Weiterhin ist es zu begrüßen, dass bei der Beschaffung der Systeme neue Wege beschritten werden, die es der Truppe erlauben, schneller als bisher mögliche Zukunftssysteme vor der finalen Beschaffungsentscheidung ausgiebig testen zu können. So kann sichergestellt werden, dass keine „Katze im Sack“ gekauft wird. Im Rahmen der Tests müssen die Hersteller nachweisen, dass die Produkte auch tatsächlich das halten, was versprochen wurde. Zudem kann das Feedback der Truppe sicherlich dazu benutzt werden, die Systeme so weiterzuentwickeln, dass ein noch größerer und schnellerer Nutzen für die Bundeswehr generiert werden kann. Die Evolution solcher Systeme in der Ukraine, die auf Grundlage des Fronteinsatzes insbesondere softwareseitig quasi wöchentlich weiterentwickelt und verbessert werden, spricht Bände. Es muss jedem bewusst sein, dass hier nicht Systeme und Technologien beschafft werden, die über mehrere Jahrzehnte und Kriege hinweg weiterentwickelt wurden, sondern die noch mitten im Entwicklungsprozess stehen. Man muss dazu nur in die Historie blicken und sich fragen, wie lange es gedauert hat, bis die sogenannten Kinderkrankheiten des Tornados oder des Pumas abgestellt waren und die volle Einsatzreife der Waffensysteme erreicht wurde.
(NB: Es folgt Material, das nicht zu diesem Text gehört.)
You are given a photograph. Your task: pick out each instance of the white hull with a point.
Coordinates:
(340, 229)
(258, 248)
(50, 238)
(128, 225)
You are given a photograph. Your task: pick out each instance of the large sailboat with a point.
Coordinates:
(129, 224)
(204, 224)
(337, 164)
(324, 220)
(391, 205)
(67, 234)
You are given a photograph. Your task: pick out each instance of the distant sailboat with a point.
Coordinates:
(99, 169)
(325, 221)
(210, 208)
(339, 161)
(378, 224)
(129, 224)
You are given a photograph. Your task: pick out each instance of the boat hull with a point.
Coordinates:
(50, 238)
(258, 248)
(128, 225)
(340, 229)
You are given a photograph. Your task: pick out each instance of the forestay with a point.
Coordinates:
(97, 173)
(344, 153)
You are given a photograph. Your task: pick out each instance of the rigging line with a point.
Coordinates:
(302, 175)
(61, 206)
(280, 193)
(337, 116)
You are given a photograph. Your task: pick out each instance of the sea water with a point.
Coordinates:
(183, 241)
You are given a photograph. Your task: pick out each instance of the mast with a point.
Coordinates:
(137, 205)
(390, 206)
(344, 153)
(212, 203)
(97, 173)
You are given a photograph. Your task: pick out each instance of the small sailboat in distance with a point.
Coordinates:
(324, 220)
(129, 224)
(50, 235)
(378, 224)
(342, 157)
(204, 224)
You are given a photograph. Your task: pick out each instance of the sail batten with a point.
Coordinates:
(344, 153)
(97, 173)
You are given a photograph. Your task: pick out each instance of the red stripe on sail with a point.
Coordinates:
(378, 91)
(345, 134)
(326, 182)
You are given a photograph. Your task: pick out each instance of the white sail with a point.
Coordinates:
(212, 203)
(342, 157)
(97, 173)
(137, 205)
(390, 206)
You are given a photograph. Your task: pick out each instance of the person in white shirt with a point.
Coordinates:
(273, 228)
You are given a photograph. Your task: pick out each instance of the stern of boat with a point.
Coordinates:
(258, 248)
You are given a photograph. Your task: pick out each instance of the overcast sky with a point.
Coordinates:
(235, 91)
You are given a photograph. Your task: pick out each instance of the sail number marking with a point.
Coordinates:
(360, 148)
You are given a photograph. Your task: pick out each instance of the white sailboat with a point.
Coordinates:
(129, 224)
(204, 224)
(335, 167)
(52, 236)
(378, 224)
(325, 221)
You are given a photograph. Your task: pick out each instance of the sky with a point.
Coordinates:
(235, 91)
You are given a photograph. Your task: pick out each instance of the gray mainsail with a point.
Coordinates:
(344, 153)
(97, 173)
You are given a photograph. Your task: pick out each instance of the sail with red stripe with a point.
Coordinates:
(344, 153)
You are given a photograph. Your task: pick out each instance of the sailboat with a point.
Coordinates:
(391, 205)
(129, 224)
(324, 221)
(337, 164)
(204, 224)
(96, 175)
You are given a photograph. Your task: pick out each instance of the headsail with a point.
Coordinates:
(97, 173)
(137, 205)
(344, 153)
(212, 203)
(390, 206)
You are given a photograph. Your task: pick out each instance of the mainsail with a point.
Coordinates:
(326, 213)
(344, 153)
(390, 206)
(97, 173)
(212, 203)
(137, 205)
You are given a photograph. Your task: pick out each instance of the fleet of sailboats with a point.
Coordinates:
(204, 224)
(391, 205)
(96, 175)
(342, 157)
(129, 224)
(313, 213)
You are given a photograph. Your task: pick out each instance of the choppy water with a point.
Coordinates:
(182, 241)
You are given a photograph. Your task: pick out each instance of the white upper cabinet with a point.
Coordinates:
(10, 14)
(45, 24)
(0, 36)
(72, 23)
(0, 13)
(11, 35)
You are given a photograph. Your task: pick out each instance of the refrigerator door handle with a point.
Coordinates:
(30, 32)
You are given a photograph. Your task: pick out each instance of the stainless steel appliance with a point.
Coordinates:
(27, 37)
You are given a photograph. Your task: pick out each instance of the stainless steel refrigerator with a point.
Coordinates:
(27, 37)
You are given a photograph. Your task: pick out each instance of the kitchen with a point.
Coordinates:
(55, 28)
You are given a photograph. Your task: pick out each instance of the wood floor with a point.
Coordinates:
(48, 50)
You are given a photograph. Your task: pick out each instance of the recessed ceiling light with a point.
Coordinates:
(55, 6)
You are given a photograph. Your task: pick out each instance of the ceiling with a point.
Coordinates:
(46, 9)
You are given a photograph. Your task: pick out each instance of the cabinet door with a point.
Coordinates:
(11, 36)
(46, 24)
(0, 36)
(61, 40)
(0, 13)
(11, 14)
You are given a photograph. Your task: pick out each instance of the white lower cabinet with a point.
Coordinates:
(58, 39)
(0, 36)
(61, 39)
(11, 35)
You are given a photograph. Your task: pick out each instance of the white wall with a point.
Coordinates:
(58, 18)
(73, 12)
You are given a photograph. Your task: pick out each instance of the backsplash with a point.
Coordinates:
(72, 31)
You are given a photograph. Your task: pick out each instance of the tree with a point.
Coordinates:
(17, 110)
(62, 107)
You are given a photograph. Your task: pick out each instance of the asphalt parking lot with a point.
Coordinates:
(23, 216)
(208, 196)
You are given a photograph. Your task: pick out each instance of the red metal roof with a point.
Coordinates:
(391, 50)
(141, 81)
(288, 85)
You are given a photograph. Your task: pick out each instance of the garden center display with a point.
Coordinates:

Beim Thema Loitering Munition wird es sicherlich ähnliche Hürden im Einführungsprozess geben, vermutlich aber mit deutlich strafferen Zeitlinien.
Der eingeschlagene Weg der Bundeswehr hat zumindest das Potenzial dafür, dass Produkte ausgewählt und beschafft werden, deren Fokus weniger auf der Erfüllung aller möglichen Bundeswehrforderungen liegt, sondern deren Fokus auf die Fähigkeit der Anbieter gerichtet ist, die Systeme stetig „state of the art“ zu halten und bei Bedarf die Produktion so zu skalieren, dass auch große Stückzahlen schnell verfügbar gemacht werden können.